19.    When Mother moved to Florida in June 2000, she had no employment or permanent housing pre-arranged for her there. Mother first moved in with her father Ken Bettencourt, and his wife Diane upon arrival in Florida.

20.    Ken and Diane Bettencourt's [sic] lived in a two bedroom house with Diane's seventeen (17) year old daughter, Tara, who then became pregnant. Mother and [Z.F.] had no bedrooms of their own, and slept in the living room.

21.    Mother moved with [Z.F.] four more times after her move to Florida.

22.    From the time of the filing of the dissolution petition through the time of trial, Mother has experienced employment difficulties, and has been employed at no fewer than nine different places of employment.

23.    From January, 2001, until August 2002, Mother worked an 11:00 p.m. until 7:00 a.m. shift, during which time, [Z.F.] spent his nights at the homes of relatives, and attended daycare during the day, while Mother slept.

24.    From August 2002, until the trial, Mother worked at Fawcett Memorial Hospital. She earned $9.47 per hour, plus some overtime pay. Mother's gross average weekly income from this employment was $520 per week.

25.    Mother could likely find employment in Indiana at comparable rate of pay.

26.    Mother testified that if this Court granted Father custody of [Z.F.], she would move back to Fort Wayne. She testified that her training and certification makes her employable anywhere in the United States, including northeast Indiana.

27.    Mother reported she obtained new employment at a medical office during the course of the trial. She stated she will earn $8.50 per hour at this position, did not know any information about possible insurance for [Z.F.] through the new employer, and did not adequately explain why she would take such a substantial cut in pay.

28.    While in Florida, Mother was arrested for driving with a suspended driver's license, and later for violation of probation.
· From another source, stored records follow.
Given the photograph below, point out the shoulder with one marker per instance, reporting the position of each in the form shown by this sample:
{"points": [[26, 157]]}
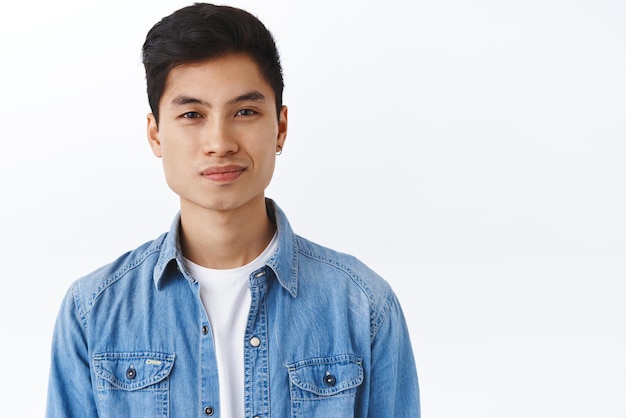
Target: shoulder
{"points": [[343, 266], [138, 262]]}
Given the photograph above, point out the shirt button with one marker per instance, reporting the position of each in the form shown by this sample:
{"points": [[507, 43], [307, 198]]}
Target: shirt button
{"points": [[131, 373], [330, 380]]}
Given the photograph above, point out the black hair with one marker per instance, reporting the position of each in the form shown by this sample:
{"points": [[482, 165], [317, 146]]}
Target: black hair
{"points": [[202, 32]]}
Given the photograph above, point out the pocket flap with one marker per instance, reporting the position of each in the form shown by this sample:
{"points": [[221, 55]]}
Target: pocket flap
{"points": [[327, 376], [132, 371]]}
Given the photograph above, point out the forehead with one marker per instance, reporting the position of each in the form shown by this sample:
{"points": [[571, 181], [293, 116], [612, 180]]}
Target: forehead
{"points": [[218, 78]]}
This violation required Mother to serve 13 days in jail, on weekends, over several months.

29.    During the parties' marriage, while [Z.F.] was an infant, the parties lived for six (6) months with the child's paternal grandmother, Randi Ginder and her husband Duane Ginder. Ms. Ginder watched [Z.F.] while the parties were working. Ms. Ginder testified that during this period, Mother was lethargic, frequently slept late, and left [Z.F.] unattended, hungry, with a dirty diaper and in soiled clothes.
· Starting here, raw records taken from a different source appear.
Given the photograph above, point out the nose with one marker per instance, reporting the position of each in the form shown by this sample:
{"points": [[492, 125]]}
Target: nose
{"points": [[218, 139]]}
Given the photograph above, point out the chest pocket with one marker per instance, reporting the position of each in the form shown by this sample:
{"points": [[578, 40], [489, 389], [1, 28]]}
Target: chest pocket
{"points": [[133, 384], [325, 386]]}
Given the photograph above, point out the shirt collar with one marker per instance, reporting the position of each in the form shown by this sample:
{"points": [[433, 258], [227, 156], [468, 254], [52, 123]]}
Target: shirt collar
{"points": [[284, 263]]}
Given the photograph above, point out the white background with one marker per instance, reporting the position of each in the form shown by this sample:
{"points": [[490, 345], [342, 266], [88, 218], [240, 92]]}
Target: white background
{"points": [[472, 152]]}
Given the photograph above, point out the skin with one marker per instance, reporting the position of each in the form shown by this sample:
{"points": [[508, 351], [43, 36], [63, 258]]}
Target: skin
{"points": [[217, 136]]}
30.    Since the divorce of the parties, Father has remarried and is purchasing his current home in Cromwell, Indiana. Father had had only one other residence since the divorce.
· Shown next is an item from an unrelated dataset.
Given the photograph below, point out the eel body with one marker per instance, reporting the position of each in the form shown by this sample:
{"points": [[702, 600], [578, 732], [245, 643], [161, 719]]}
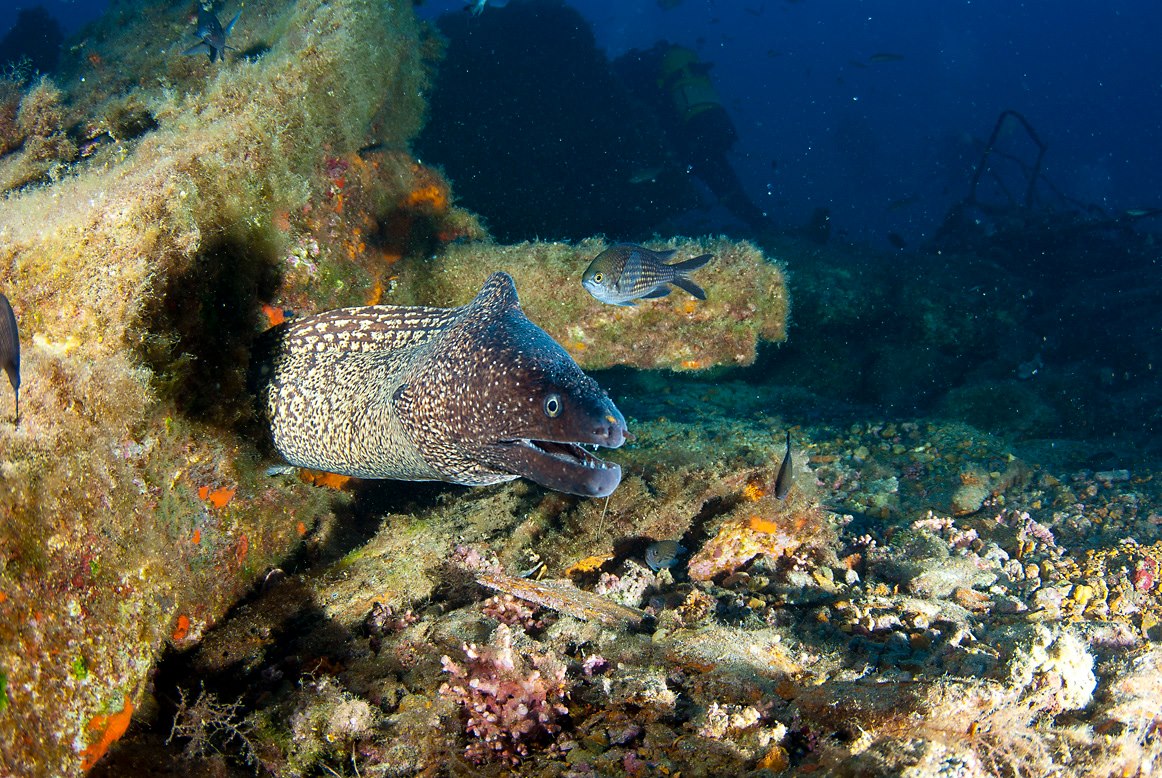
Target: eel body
{"points": [[472, 395]]}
31.    Father has likewise had more employment stability than Mother. At the time of trial he earned $16.34 per hour, and had gross average weekly income of $774 per week, currently in the position of field paramedic. He was a member of the Indiana Army National Guard from 1998 through 2002, and before that was a member of the U.S. Army.

32.    Father has provided medical coverage for [Z.F.] since the parties separated. Father pays $19 per week for health care insurance for [Z.F.].

33.    Father and his present wife, Lucy Ford, have a three year old son [K.F.] and an infant daughter [C.F.]. The Ford's [sic] typically arrange their work schedules so that while one is working, the other can be with the children. Their combined annual income is approximately $70,000.

34.    Mother has sought relief from this Court's Order of June 5, 2003, which found her in contempt for violating Father's physical custody periods.

35.    Mother claims that she was without actual knowledge of Father's Verified Motion for a Temporary Restraining Order, Permanent Injunction and Contempt, and she asserts that she did not receive notice of the June 5, 2003 hearing.

36.    Father served his Verified Motion and Notice of Hearing upon Mother by numerous means. Father sent Mother relevant pleadings by Certified Mail, but she failed to claim it. Additionally, Father sent pleadings to Mother by U.S. Mail. The Sheriff in Mother's Florida county served the papers upon Mother at her residence, which, at that time was 207 Cross Street, Apartment 123, Punta Gorda, Florida. The Florida Sheriff attempted personal service upon Mother on May 21, 22, 27, 28, 29, 31 and June 2, 2003. The Sheriff documented multiple attempts on many days. On June 2, the Sheriff left the pleadings on the door at 9 a.m., and the Sheriff reported that those papers were gone by 5:40 p.m. on that day. The Court's record also reveals that the Clerk mailed the Notice of Hearing to Mother at her Florida residence in Apartment 123, at 207 Cross Street, in Punta Gorda, Florida.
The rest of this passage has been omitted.